As Buser and her colleagues wrote, “As researchers, we value and recognize the importance of significant findings. It is important to note that in the real-world application of these data, small, and at times, nonsignificant, differences in means are used to make decisions around selection, pay, promotion, and tenure decisions. Due to the tight distribution of course evaluation scores among faculty, any differences, though commonly small and often not statistically significant, are used to make consequential decisions.”
The Second Study
Chatman’s study, published in Organizational Behavior and Human Decision Processes, is part of a larger paper on gender and ageism in society. The experiment involving student evaluations of teaching drew on thousands of student ratings of 126 professors of business in an unnamed graduate program from 2003 to 2017. Researchers coded open-ended comments in a subset of the evaluations for agentic and communal traits and otherwise paid particular attention to a survey question that is used in the university’s faculty merit and promotion reviews: “Considering both the limitations and possibilities of the subject matter and course, how would you rate the overall teaching effectiveness of this professor?” (Students rate professors on a scale of one [not effective] to seven [extremely effective].)
The analysis controlled for whether the courses were qualitative or quantitative, program, and professor tenure status, citation counts and childcare leaves, among other variables. In the end, women received more negative evaluations when they were middle-aged compared to when they were younger or older. There was a significant decline in women’s teaching evaluations from young adulthood to middle age, and a rebound from middle age to older adulthood. This contrasted with the pattern for men, whose student ratings increased from young adulthood to middle age. Women’s ratings bottomed out at age 47, on average.
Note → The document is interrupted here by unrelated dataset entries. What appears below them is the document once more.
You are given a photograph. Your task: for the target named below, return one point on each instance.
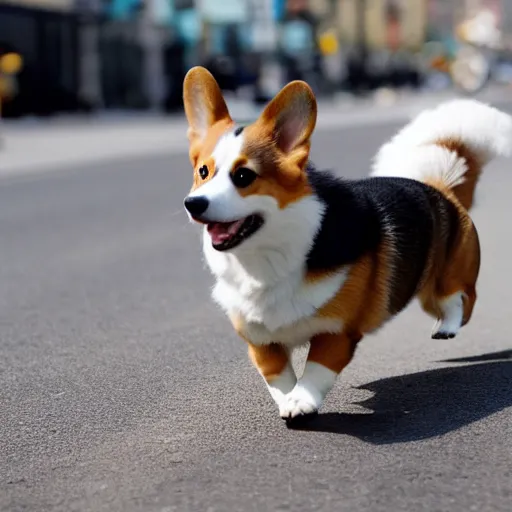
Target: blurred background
(99, 55)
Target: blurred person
(10, 65)
(299, 47)
(480, 30)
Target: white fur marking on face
(225, 203)
(309, 392)
(453, 312)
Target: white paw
(299, 402)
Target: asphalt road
(123, 388)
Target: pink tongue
(220, 232)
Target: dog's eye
(203, 172)
(243, 177)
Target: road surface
(123, 388)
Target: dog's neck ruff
(262, 282)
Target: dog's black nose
(196, 206)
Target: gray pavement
(123, 388)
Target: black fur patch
(404, 214)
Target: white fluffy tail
(448, 146)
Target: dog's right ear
(204, 106)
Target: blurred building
(86, 54)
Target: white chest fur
(278, 311)
(261, 285)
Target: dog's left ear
(291, 118)
(204, 105)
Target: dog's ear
(290, 118)
(204, 104)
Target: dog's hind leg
(455, 295)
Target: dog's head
(245, 177)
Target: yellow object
(328, 43)
(11, 63)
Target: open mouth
(227, 235)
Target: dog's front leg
(328, 355)
(273, 363)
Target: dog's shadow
(427, 404)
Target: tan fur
(334, 351)
(269, 359)
(449, 273)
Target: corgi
(303, 256)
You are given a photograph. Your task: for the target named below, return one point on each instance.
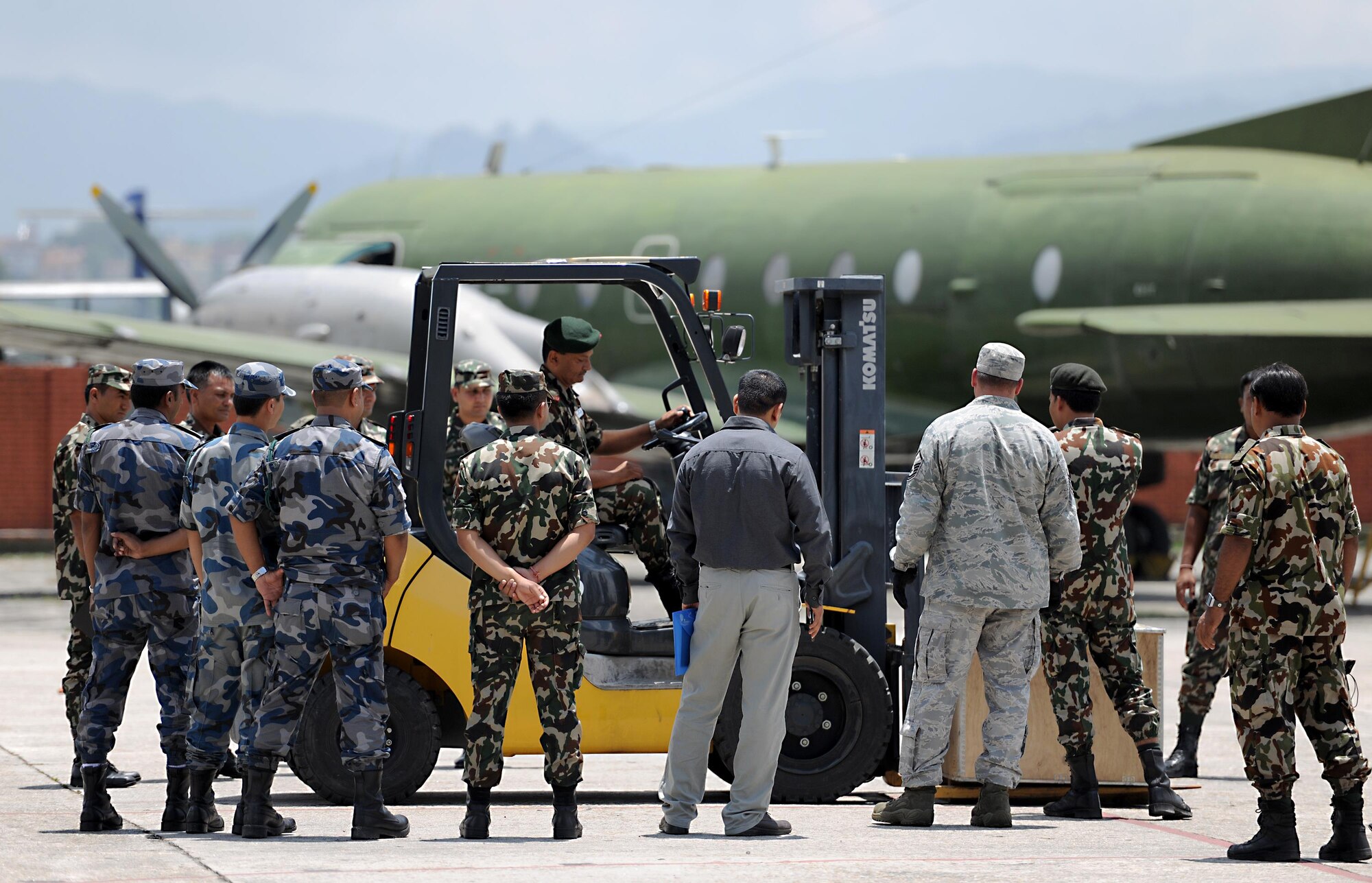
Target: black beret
(1074, 377)
(571, 335)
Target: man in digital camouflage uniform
(474, 391)
(131, 484)
(371, 381)
(212, 401)
(990, 501)
(1094, 620)
(344, 530)
(108, 402)
(624, 495)
(525, 509)
(1207, 508)
(1290, 543)
(237, 633)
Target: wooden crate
(1117, 762)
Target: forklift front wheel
(839, 718)
(414, 734)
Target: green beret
(1072, 377)
(570, 335)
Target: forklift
(842, 714)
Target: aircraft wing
(101, 338)
(1273, 318)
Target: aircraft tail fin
(147, 248)
(1338, 126)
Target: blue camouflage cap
(260, 380)
(337, 375)
(160, 373)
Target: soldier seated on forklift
(624, 495)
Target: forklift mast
(836, 333)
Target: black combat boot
(1163, 801)
(669, 589)
(371, 819)
(1083, 799)
(256, 818)
(566, 826)
(913, 810)
(1351, 840)
(202, 816)
(1277, 838)
(1182, 763)
(179, 800)
(97, 811)
(993, 810)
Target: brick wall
(38, 405)
(1170, 498)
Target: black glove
(901, 583)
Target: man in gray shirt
(758, 506)
(990, 501)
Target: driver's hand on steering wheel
(674, 417)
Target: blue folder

For women, being middle-aged also was associated with higher perceived communal deficits (such as being less warm), and this corresponded with lower performance evaluations. For men, however, being middle-aged was associated with higher perceived agency, which is associated with higher teaching evaluations.
Among men and women, age was significantly associated with a higher likelihood of positive agency comments, such that middle-aged professors had a higher likelihood of receiving agency comments compared to young adult and older professors.
“In the teaching context, one in which knowledge and experience should be a benefit, performance would likely increase or, at the very least, remain relatively steady from young adulthood to middle age,” the paper says. “But this intuitive pattern emerges for men only, while women are viewed as performing worse in middle age, even accounting for parental status and research productivity, which points to deviation from gender prescriptions as the culprit.”
Joe Bandy, interim director of the Center for Teaching at Vanderbilt University, said that not much has changed with respect to student ratings in the decade since he wrote a cheeky Dear Ann Landers–style blog post about them for Vanderbilt.
“Unfortunately, despite some shifts, we see that traditional gender roles are quite stubborn due to the deeply rooted patriarchal foundations of many of our social institutions,” he said last week, calling both Buser’s and Chatman’s and their colleagues’ work “not terribly surprising.”
Yet while it might be tempting to think that student ratings are “so problematic as to be useless,” he said, they have “some utility, and the position that students should have no voice in evaluating teaching would risk imposing different inequities.”
It makes sense, then, to think about interventions, Bandy said. Most importantly, these include evaluating teaching “in a more holistic way, incorporating more rigorous self- and peer-review processes, student focus groups, as well as assessments of student work and growth.”